Clustering Analysis on Online Retail Sales Homework 3
Let’s revisit the online sales data. Here is the code to load data and some additional variables we created. Use the following code to start your work. Notice that there some additional variables:
- itemID = 4 digit code to identify the product sold
- l_date = current date to count number of days after the latest purchase (as of December 31, 2011)
- Recency = the average of number of days of latest purchase by item
- Frequency = the number of transactions by item
- Monetary = total amount of sales by item
- Exploring the data and answer the following questions (using “sales1” data)
- Find the best 5 items performed in terms of number of transaction and total amount sales.
- Let’s consider make a category variablesusing the unit price; 0-1.99, 2-9.99,10-99.99, and 100+
Find the total amount total number of transactions and total sales amount by the category.
- Find the bestselling item in terms of transactions and identify who (customer) bought the most and where (counties except UK) it was sold the most.
- Two Variable Clustering Analysis (Use the “item_summary” data)
Let’s find the best way to classify the item using two variables, frequency and monetary. Use the clustering method to find the best suitable clusters. (Need to show all the results from SAS and explain how you come up with the number of clusters and describe why you prefer the one you chose)
Minimum Required work:
- Potential issues on outliers or problem of the data
- Show the best number of clusters using various setting of clusters
- Use graphs to illustrate the different clusters
- Name each group using the summary statistics by cluster
- Three Variable Clustering Analysis (Use the “item_summary” data)
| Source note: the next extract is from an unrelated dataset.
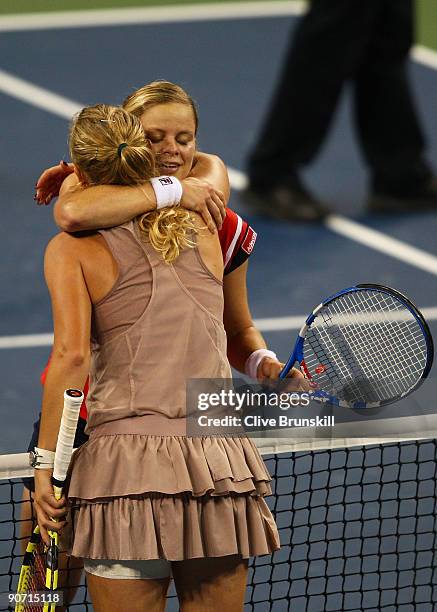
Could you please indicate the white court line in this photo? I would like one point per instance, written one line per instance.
(264, 325)
(154, 14)
(37, 96)
(378, 241)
Let’s find the best way to classify the item using three variables; recency, frequency and monetary. Use the clustering method to find the best suitable clusters. (Need to show all the results from SAS and explain how you come up with the number of clusters and describe why you prefer the one you chose)
Minimum Required work:
- Potential issues on outliers or problem of the data
- Show the best number of clusters using various setting of clusters
- Use graphs to illustrate the different clusters
- Name each group using the summary statistics by cluster
- Let’s compare the two and three variable clustering analysis you did in 2. and 3. As a final product on the clustering analysis, answer the following business questions using the clusters:
- The most important group to maximize the sales.
- The most important group to maintain the volumes of transactions.
- Possible promotions to increase sales for each group (creative ideas not from data)
- All questions need to be type with appropriate graphs and tables from SAS in a PDF file.
- Submit your SAS code as a separate file.